Bir cümle ile başlıyor bütün yaşam, ardından kulağına kader denilen “isim” söyleniyor. Kaçmak da, kalmak da o an elinde değil insanın. Bir hastanenin koğuşunda başlayan yaşam, bir hastane koğuşunda son buluyor. Su ile başlatılan temizlik öyküsü, toprağı kirletme diye son bulurken de işleniyor. Anlıyoruz ki bütün yaşamın başında ve sonunda aynı düzenekler var. İnsan ruhun da yaşanılan duygular bile aynı. Üzülmek duygusunda yapılan göz yaşı ve hüzün, kimse için değişmez. Fakat birini ipe götüren hüzün, başkasına dokunmadan yaşanıyor. İnsanın algısında ki farklılık burada tek etken neden. Hikayelerimiz, duygularımız, ölüm ve doğumumuz aynı iken kimine zor gelen yaşam kimi için şükredilesi ve ibretler alınası oluyor.
Bomboş beton duvarlar arasında yaşanan ömür, kimini derviş kimini rezil ederken, hangi duvar diye sorgulamamız nedendir? Görüntülere aldanarak yaşamak, rakamların büyüklüğü ve küçüklüğüne göre sınıflandırmak ile elimize geçen şeyin adı nedir?
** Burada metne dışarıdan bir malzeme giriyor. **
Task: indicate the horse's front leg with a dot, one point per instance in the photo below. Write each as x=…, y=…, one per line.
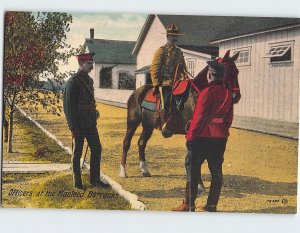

Oysa benzer rakamlar ile yaşıyoruz. Aynı hanlara bakıyor, aynı taslarda ayran içiyoruz, aynı müzikler de dans ediyor, aynı zorluklara göğüs geriyoruz. Baktığımız yön ile alakalı değil tüm bu olanlar. Onlara ne anlam yüklediğimiz ile alakalı.
Çaresizlik içine hapsolduğunda insan yahut pişmanlık ile kahrolurken, kandırdığı ve kahrolduğun şeyin ta kendisi olduğunu çok sonradan anlıyor. Bütün gördüklerimiz, bir sis dolu bulutun içine gizlenmiş ve gerçeklik ile arasında tonlarca perde bulunan şeylerden ibaret. Bütün perdelerin deseni de bizim seçtiğimiz modeller arasında oluşuyor.
İstediğimiz şeyi gördüğümüz şu ömür de kaçırdığımız tek şey, kendimiziz.